On a consolidated basis, Cipla’s net profit gained 5.66% to Rs 351.03 crore in as against Rs 332.20 crore a year ago.
Cipla’s net sales advanced 8.40% on year to Rs 4,234.55 crore in Q3 FY20.
Profit before Tax jumped 12.81% to Rs 506.40 crore in Q3 FY20 as compared to Rs 448.88 crore posted in Q3 FY19. Total tax expenses, for the quarter, jumped 21.59% to Rs 152.82 crore YoY
EBITDA grew 5.27% to Rs 758 crore in Q3 FY20 from Rs 720 crore in Q3 FY19. The EBITDA margin stood at 17.3% in Q3 FY20 as against 18% in Q3 FY19. The profit margin was at 8% in Q3 FY20 as compared to 8.3% in Q3 FY19.
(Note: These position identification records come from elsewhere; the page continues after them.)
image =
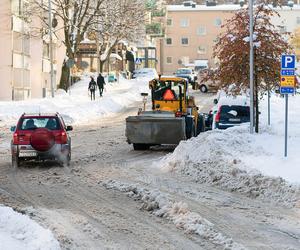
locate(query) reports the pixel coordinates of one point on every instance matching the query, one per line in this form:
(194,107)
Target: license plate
(234,120)
(27,154)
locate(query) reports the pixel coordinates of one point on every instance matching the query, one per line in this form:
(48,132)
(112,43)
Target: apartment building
(192,30)
(25,60)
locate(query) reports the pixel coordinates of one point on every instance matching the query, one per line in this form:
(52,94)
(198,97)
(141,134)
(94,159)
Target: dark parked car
(231,115)
(41,137)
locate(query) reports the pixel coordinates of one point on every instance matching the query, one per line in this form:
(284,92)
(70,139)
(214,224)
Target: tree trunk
(64,79)
(101,65)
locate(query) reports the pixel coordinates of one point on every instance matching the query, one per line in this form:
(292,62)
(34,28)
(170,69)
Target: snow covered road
(113,197)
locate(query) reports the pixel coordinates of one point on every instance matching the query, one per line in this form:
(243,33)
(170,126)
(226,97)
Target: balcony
(154,30)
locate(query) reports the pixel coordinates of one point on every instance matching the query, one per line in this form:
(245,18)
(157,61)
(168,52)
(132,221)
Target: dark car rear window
(31,123)
(235,112)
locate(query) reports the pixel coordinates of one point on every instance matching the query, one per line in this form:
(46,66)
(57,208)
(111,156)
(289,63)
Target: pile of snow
(250,164)
(18,232)
(76,106)
(177,212)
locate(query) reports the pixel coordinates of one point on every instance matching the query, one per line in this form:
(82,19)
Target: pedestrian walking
(100,83)
(92,88)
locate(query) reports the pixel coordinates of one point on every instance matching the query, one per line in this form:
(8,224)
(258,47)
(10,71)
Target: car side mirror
(69,128)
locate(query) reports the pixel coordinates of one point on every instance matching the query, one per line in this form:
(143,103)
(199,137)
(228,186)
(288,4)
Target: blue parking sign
(288,61)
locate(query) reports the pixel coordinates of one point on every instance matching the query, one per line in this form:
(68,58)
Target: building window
(169,60)
(282,29)
(169,22)
(184,41)
(46,50)
(169,41)
(201,49)
(185,60)
(217,39)
(184,22)
(201,31)
(218,22)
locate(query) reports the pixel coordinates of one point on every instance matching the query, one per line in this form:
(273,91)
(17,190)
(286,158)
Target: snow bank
(176,212)
(76,107)
(19,232)
(250,164)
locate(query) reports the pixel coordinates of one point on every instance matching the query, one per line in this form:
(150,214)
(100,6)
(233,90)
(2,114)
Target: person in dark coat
(92,88)
(100,83)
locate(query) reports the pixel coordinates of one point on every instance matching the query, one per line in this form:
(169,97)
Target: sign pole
(287,86)
(51,49)
(286,124)
(269,107)
(251,66)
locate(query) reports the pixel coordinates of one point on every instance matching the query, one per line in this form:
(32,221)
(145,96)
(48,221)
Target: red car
(41,137)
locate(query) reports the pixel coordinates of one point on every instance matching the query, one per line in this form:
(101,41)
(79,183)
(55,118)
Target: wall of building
(24,70)
(202,31)
(204,16)
(5,51)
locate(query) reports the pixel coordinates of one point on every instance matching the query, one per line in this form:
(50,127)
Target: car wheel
(140,146)
(203,88)
(200,124)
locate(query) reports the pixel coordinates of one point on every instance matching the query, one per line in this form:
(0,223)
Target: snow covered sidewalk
(251,164)
(77,108)
(19,232)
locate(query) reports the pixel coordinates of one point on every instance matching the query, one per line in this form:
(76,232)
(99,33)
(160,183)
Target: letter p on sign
(288,61)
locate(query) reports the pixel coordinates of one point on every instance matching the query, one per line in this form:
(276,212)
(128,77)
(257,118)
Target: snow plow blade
(155,130)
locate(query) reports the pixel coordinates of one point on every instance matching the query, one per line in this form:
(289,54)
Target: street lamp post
(51,49)
(251,66)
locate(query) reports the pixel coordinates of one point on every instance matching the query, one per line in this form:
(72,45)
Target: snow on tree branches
(232,51)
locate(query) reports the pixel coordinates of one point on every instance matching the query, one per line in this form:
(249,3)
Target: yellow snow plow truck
(174,116)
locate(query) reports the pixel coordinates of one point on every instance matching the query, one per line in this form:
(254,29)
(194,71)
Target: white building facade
(25,61)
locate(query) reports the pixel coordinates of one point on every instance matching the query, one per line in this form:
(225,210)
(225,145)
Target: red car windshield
(31,123)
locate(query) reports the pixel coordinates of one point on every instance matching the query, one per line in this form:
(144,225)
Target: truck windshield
(184,71)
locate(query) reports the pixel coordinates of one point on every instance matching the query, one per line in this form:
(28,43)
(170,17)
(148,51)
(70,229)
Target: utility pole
(251,66)
(51,49)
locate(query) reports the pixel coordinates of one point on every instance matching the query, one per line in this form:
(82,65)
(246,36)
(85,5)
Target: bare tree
(232,52)
(120,20)
(114,20)
(74,18)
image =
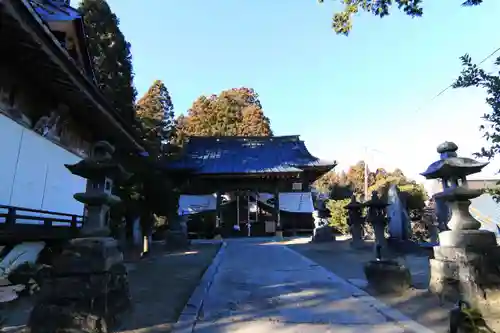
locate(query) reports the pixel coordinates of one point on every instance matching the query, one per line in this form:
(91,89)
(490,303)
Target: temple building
(51,110)
(248,186)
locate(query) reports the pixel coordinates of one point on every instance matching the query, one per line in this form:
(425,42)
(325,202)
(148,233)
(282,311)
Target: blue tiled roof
(487,211)
(239,155)
(55,10)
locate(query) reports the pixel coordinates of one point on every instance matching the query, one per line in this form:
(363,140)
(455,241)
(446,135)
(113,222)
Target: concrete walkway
(266,287)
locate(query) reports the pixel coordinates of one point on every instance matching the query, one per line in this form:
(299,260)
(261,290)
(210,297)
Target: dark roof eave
(63,60)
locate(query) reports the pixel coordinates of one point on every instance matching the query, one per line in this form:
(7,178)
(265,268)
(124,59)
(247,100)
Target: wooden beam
(63,60)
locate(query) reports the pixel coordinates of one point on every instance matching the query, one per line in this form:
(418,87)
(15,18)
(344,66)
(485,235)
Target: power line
(451,85)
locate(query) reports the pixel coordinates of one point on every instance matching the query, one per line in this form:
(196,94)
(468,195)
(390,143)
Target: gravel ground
(160,285)
(416,303)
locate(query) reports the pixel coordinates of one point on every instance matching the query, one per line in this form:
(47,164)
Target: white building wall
(32,172)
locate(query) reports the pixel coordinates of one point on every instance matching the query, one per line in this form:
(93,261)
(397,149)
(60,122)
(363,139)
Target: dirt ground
(160,285)
(417,303)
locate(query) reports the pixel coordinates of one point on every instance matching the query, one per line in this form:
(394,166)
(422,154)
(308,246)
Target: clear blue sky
(339,93)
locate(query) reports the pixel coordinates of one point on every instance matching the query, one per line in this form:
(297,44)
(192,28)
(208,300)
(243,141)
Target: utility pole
(366,174)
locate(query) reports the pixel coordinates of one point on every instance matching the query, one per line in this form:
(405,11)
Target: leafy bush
(338,215)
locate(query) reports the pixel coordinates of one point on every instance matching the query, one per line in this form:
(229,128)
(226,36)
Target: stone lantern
(87,289)
(376,216)
(355,221)
(101,172)
(465,262)
(384,276)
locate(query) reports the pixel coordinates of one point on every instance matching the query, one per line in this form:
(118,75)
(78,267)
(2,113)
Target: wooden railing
(26,223)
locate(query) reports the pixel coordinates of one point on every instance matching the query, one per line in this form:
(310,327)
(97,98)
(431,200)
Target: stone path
(266,287)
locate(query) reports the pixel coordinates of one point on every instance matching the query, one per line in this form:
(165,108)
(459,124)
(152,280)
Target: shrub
(338,215)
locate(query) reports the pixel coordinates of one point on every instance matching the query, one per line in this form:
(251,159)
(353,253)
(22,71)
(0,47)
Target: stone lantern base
(387,276)
(468,271)
(87,290)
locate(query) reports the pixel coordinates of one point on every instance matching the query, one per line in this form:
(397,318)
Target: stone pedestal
(322,231)
(323,234)
(355,221)
(470,274)
(177,236)
(87,290)
(387,276)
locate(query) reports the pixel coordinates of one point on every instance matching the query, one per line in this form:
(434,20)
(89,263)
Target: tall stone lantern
(101,171)
(355,221)
(87,290)
(376,216)
(465,264)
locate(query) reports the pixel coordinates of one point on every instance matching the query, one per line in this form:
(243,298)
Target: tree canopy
(234,112)
(155,117)
(110,54)
(342,21)
(341,186)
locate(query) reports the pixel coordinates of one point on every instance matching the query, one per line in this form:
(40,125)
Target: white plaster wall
(32,172)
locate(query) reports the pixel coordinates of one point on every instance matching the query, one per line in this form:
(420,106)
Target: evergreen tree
(155,113)
(234,112)
(111,56)
(342,21)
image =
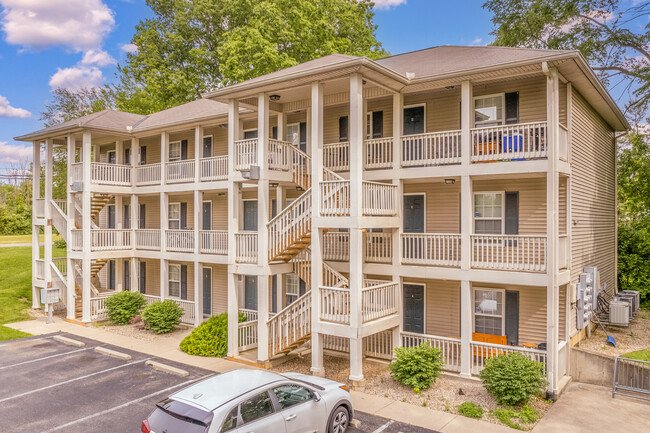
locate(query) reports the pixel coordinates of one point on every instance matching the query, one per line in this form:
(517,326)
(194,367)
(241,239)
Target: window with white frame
(174,151)
(174,280)
(489,316)
(488,110)
(488,213)
(293,288)
(174,216)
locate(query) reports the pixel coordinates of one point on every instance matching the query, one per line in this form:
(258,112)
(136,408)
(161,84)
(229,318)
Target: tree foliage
(612,35)
(190,47)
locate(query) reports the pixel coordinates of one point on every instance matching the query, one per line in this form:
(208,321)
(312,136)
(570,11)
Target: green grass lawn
(23,239)
(641,355)
(15,287)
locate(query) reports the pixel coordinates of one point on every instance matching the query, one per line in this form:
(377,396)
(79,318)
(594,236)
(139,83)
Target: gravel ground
(628,339)
(444,395)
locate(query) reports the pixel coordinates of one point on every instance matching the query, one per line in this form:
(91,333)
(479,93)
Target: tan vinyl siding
(532,201)
(442,205)
(593,194)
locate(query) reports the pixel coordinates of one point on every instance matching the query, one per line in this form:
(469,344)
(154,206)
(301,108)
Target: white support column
(198,293)
(466,122)
(36,230)
(70,283)
(357,122)
(552,222)
(315,137)
(47,208)
(398,118)
(198,153)
(85,225)
(164,149)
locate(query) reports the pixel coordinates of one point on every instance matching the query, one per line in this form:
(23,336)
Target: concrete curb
(113,353)
(68,341)
(167,368)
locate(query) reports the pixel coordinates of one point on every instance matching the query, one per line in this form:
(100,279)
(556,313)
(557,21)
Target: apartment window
(293,288)
(174,281)
(174,216)
(175,151)
(488,213)
(488,311)
(488,110)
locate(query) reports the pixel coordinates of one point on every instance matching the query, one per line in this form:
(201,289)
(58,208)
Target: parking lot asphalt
(49,386)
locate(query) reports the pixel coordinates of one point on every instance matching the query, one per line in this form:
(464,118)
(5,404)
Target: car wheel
(339,421)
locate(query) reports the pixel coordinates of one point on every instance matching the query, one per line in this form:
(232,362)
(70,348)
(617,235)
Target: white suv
(254,401)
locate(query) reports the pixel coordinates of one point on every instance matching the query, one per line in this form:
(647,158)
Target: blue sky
(73,43)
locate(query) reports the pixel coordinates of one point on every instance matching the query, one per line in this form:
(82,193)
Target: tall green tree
(190,47)
(612,35)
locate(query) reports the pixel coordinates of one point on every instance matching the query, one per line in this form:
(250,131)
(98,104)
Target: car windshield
(175,417)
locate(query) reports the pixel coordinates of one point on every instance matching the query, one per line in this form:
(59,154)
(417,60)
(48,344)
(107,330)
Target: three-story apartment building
(451,195)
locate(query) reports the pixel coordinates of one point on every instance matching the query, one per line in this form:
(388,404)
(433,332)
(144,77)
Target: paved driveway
(50,386)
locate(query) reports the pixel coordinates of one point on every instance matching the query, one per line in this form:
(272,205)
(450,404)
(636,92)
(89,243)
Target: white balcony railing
(148,174)
(450,347)
(214,241)
(336,156)
(379,301)
(214,168)
(378,247)
(519,253)
(110,239)
(246,247)
(245,154)
(509,142)
(434,148)
(179,240)
(148,239)
(378,198)
(436,249)
(180,171)
(335,305)
(336,246)
(378,153)
(110,174)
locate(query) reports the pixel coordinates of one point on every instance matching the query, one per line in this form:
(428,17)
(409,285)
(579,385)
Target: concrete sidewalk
(167,348)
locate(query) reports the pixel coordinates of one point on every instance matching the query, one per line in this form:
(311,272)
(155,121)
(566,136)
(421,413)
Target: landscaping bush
(162,317)
(210,338)
(416,367)
(470,410)
(512,379)
(124,306)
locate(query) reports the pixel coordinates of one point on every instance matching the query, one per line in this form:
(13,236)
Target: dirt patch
(445,395)
(628,339)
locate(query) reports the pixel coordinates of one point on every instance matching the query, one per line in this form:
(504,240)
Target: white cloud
(97,58)
(387,4)
(74,24)
(76,77)
(15,154)
(7,110)
(129,48)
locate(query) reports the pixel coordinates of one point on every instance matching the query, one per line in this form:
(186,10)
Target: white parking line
(138,400)
(72,380)
(46,357)
(384,427)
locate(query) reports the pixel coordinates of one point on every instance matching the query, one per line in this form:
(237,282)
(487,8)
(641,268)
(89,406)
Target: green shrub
(124,306)
(470,410)
(162,317)
(210,338)
(416,367)
(513,378)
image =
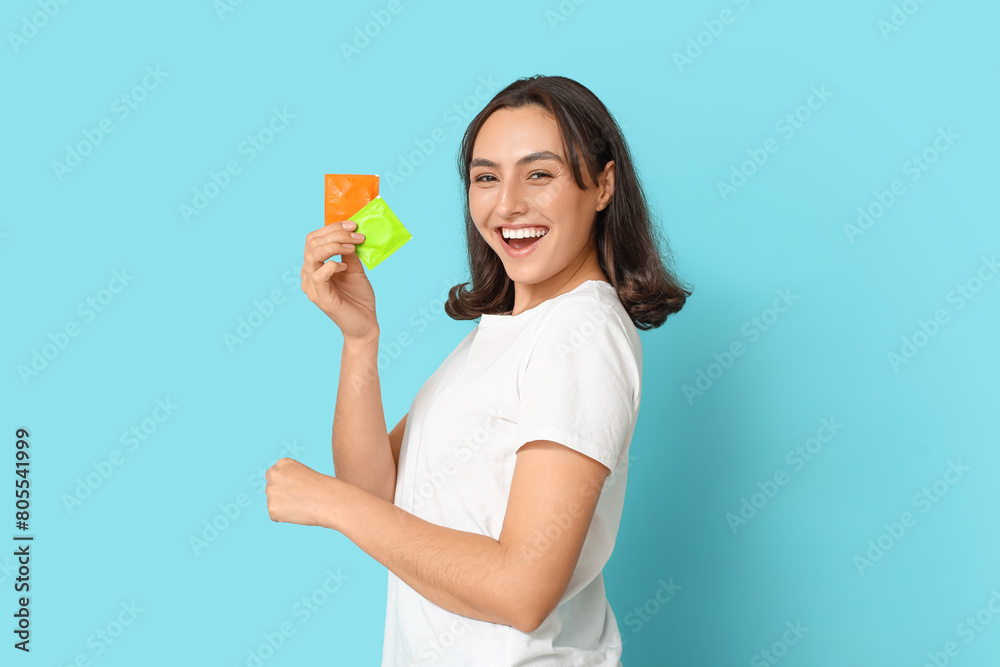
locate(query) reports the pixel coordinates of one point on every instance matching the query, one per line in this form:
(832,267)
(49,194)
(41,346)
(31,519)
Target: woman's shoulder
(593,309)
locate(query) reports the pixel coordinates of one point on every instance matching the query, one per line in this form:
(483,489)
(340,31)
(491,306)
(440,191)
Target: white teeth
(527,232)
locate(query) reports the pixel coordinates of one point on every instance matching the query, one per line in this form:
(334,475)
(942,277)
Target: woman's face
(519,177)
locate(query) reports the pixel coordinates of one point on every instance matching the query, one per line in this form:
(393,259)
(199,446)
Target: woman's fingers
(324,243)
(317,284)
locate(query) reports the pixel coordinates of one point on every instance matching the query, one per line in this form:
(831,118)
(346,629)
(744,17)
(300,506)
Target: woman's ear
(606,185)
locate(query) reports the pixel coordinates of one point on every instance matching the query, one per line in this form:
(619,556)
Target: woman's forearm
(361,451)
(460,571)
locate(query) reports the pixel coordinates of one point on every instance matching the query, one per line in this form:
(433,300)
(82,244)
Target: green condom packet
(384,233)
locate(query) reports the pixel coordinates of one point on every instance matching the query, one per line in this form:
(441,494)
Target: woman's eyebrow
(530,157)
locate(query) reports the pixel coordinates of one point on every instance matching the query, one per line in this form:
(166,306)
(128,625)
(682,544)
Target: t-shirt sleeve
(580,384)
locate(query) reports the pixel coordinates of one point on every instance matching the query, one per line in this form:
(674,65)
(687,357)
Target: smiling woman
(495,501)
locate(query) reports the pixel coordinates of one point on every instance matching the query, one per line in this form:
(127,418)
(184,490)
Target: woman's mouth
(523,242)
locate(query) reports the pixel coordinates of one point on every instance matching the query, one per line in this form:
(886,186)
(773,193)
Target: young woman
(495,501)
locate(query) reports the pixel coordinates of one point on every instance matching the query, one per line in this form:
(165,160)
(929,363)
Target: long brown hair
(632,254)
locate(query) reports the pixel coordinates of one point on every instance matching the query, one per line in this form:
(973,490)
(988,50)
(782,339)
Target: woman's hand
(342,292)
(298,494)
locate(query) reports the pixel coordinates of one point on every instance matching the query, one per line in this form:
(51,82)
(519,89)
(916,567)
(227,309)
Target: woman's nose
(511,199)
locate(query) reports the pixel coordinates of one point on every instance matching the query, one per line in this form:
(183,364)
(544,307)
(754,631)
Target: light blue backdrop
(814,471)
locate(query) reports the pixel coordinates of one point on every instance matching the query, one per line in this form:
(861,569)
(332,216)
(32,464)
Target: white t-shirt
(568,370)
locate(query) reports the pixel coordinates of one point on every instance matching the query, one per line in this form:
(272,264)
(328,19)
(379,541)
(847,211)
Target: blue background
(695,457)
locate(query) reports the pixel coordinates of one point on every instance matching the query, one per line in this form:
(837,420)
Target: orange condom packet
(346,194)
(384,233)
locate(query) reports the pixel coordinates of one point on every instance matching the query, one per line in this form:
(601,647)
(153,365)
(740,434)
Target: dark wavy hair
(632,254)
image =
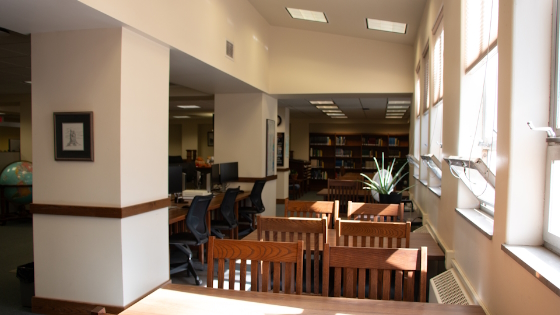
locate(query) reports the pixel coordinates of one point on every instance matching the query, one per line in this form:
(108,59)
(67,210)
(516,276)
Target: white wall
(311,62)
(240,135)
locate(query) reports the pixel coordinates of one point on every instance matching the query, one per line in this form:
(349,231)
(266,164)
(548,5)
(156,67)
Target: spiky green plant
(386,183)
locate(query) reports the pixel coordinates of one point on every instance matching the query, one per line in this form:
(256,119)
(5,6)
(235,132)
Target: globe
(18,174)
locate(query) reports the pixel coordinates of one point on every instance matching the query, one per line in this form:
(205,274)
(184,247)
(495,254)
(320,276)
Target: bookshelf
(329,153)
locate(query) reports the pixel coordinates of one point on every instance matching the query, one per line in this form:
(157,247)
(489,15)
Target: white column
(122,78)
(240,136)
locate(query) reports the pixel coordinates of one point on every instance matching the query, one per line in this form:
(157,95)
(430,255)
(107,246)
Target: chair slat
(232,274)
(242,275)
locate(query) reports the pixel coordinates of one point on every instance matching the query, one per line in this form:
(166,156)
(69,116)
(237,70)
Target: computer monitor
(228,172)
(215,174)
(175,178)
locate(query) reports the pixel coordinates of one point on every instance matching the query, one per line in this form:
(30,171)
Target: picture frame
(270,143)
(210,139)
(73,136)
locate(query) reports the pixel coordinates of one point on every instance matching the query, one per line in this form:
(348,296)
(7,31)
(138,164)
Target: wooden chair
(379,261)
(343,191)
(368,232)
(312,209)
(304,229)
(257,252)
(376,212)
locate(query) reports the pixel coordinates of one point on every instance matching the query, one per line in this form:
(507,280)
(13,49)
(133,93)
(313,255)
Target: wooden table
(185,299)
(178,214)
(417,240)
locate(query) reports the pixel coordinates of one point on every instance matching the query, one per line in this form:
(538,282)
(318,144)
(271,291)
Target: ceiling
(347,17)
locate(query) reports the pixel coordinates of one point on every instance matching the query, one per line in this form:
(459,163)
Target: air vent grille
(229,49)
(448,290)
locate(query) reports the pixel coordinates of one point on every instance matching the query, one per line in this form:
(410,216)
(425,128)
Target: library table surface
(186,299)
(417,240)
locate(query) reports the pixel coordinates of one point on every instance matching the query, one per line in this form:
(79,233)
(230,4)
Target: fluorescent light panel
(386,26)
(321,102)
(395,102)
(307,15)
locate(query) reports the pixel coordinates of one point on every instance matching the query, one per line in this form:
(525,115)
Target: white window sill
(479,220)
(539,261)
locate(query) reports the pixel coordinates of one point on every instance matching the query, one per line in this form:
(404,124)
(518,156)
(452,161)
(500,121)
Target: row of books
(317,174)
(371,141)
(343,153)
(324,140)
(315,152)
(317,163)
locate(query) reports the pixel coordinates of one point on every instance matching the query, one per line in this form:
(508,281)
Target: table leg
(236,232)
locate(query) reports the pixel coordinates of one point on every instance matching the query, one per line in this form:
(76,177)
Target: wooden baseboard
(41,305)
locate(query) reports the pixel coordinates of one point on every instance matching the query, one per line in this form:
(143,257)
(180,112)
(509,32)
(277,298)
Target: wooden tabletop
(186,299)
(178,213)
(417,240)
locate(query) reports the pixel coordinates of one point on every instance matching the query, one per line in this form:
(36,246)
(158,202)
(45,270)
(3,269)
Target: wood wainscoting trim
(254,179)
(60,307)
(100,212)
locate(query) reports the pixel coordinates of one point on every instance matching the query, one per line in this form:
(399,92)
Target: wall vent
(229,49)
(446,288)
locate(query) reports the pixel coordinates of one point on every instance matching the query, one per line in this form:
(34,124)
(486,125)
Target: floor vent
(422,229)
(229,49)
(446,288)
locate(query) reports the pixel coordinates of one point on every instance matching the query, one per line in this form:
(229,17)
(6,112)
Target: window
(551,228)
(481,55)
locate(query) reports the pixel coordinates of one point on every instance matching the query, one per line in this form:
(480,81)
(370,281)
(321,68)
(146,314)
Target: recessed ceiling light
(398,106)
(307,15)
(386,26)
(321,102)
(395,102)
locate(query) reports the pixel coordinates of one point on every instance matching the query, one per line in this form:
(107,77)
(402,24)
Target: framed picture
(280,148)
(270,142)
(210,138)
(73,136)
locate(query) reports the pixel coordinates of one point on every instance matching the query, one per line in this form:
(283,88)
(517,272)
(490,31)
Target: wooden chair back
(372,234)
(376,212)
(257,253)
(380,262)
(312,209)
(313,231)
(343,191)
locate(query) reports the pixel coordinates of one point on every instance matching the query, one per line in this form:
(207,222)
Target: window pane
(554,206)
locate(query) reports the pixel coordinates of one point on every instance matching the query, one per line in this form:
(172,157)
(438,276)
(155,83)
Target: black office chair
(227,208)
(196,224)
(256,207)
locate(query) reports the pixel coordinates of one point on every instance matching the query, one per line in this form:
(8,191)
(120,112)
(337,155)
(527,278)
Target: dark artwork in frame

In the Indian business segment, the company saw strong growth across both prescription and trade generic businesses.
The overall business revenues grew 13% on the year, revenues from prescription business improved by 14% on the year while the revenues from trade generics business recorded growth of 7%.
US business revenues jumped 13% to $133 million on year. The investments in Research & Development (R&D) stood at Rs 308 crore (or 7% of sales) during the quarter.
India business continued its momentum with strong double-digit growth in the prescription business; growth coming back in the trade generics business, South Africa’s private market franchise continued to outperform the market significantly and the US generics business retained a healthy share in key assets despite multiple competitive entries.
The drugmaker, under One India vision, has integrated its formidable prescription & trade generics franchise along with the progressive wellness portfolio of Cipla Health.
Cipla is a global pharmaceutical company focused on agile and sustainable growth, complex generics, and deepening portfolio in our home markets of India, South Africa, North America, and key regulated and emerging markets
Formulation exports constitute 55% of FY19 revenues. The company is focusing on front-end model, especially for the US along with a gradual shift from loss-making HIV and other tenders to more lucrative respiratory and other opportunities in the US and EU
With 5% market share, Cipla is the third-largest player in the domestic formulations market.
The acute, chronic and sub-chronic revenues for the company are at 36%, 60% and 4%, respectively. Domestic formulations comprise around 38% of the total FY19 revenue.
Absence of any limited competition new launches in the US and concurrent erosion in cinacalcet prices led to a disproportionate adverse impact on gross margin during the quarter
Going forward, R&D spend will trend downwards and hence the earnings should get a boost. During the quarter, R&D spend stood at Rs310 crs (7.2% of sales and 34% of US sales). The R&D spend as % of US sales remains the highest in the industry and is hence leading to depressed performance
Net net we believe that going ahead CIPLA should do well ahead over the medium to long term.